Bertran, M., Fogliato, R., & Wu, Z. S. (2026). Many AI analysts, one dataset: Navigating the agentic data science multiverse. arXiv. https://arxiv.org/abs/2602.18710
Explores using AI agents (two sizes of Claude 4.5 and two of Qwen3, with access to Python and the shell) to do data analyses, including the classic soccer refereeing bias data from the Many Analysts, One Data Set study. The agents were supervised by a Claude Sonnet 4.5 “auditor” to check their work. They tested five different prompts (“personas”) with varying levels of support or skepticism for the analytical hypothesis.
Across three datasets spanning distinct domains, AI analyst-produced analyses exhibit substantial dispersion in effect sizes, p-values, and conclusions. This dispersion can be traced to identifiable analytic choices in preprocessing, model specification, and inference that vary systematically across LLM and persona conditions.
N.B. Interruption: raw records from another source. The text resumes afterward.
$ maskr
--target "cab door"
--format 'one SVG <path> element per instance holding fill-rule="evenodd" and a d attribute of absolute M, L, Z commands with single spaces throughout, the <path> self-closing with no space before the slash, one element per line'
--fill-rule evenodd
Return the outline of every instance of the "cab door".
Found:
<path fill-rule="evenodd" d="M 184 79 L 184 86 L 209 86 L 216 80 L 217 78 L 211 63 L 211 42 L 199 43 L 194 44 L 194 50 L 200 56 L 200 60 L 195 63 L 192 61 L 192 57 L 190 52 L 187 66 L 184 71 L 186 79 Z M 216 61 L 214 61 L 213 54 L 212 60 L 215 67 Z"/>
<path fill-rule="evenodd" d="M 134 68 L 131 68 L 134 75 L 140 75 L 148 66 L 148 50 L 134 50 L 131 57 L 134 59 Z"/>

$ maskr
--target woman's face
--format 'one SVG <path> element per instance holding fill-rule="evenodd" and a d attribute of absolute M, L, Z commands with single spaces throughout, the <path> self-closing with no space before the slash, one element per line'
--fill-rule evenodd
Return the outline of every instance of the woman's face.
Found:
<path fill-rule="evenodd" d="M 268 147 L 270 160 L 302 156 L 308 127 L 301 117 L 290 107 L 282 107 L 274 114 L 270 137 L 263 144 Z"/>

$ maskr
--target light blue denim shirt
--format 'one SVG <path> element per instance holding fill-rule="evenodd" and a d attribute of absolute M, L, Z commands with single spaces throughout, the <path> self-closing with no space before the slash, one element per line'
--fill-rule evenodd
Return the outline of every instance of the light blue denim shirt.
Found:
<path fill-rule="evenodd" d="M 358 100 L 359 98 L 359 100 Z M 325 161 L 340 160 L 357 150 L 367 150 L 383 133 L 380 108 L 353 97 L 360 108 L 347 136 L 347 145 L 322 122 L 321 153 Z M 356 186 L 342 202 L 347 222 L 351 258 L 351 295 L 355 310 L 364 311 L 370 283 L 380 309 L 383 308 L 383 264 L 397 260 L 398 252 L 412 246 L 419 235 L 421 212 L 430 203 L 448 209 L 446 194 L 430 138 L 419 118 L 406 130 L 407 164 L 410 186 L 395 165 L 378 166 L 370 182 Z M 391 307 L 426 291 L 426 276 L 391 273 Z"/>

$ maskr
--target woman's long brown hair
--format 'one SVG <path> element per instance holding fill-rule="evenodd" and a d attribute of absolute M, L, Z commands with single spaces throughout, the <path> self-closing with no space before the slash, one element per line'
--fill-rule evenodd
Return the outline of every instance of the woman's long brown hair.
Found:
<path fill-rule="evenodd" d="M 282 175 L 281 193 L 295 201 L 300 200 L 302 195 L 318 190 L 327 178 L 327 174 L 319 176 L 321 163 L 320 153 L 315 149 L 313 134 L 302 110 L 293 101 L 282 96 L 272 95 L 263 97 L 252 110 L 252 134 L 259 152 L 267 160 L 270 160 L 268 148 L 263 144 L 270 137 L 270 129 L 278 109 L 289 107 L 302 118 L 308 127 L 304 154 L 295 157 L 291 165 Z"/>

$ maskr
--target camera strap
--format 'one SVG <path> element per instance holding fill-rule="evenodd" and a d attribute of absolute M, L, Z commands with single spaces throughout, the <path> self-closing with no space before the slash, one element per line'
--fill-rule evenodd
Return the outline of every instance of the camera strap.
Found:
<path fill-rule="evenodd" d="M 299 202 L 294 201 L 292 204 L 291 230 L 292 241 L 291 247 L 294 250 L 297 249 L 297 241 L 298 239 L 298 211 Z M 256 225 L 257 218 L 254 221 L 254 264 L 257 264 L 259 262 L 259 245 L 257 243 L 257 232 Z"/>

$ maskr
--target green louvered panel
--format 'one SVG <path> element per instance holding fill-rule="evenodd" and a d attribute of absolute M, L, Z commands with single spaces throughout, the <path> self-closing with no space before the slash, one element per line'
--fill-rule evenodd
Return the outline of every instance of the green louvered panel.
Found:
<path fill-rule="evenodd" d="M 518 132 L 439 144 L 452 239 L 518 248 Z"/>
Critically, the outcomes are steerable: reassigning the analyst persona or LLM shifts the distribution of results even among methodologically sound runs.
(Note there was no human review of the LLM analysis approaches, so there’s no commentary on how good or bad their decisions were or if they are at human quality.)
Thus “The central challenge is not that automated analyses are wrong but that they are abundant.” You can get loads of analyses for cheap, and they will not all agree; how much they agree with you will depend on how you prompt the agents. They spin this as a positive, as it provides a way to rapidly explore how conclusions are sensitive to modeling choices. Need a sensitivity analysis? Get twenty different versions of the analysis in an hour and see how much they differ.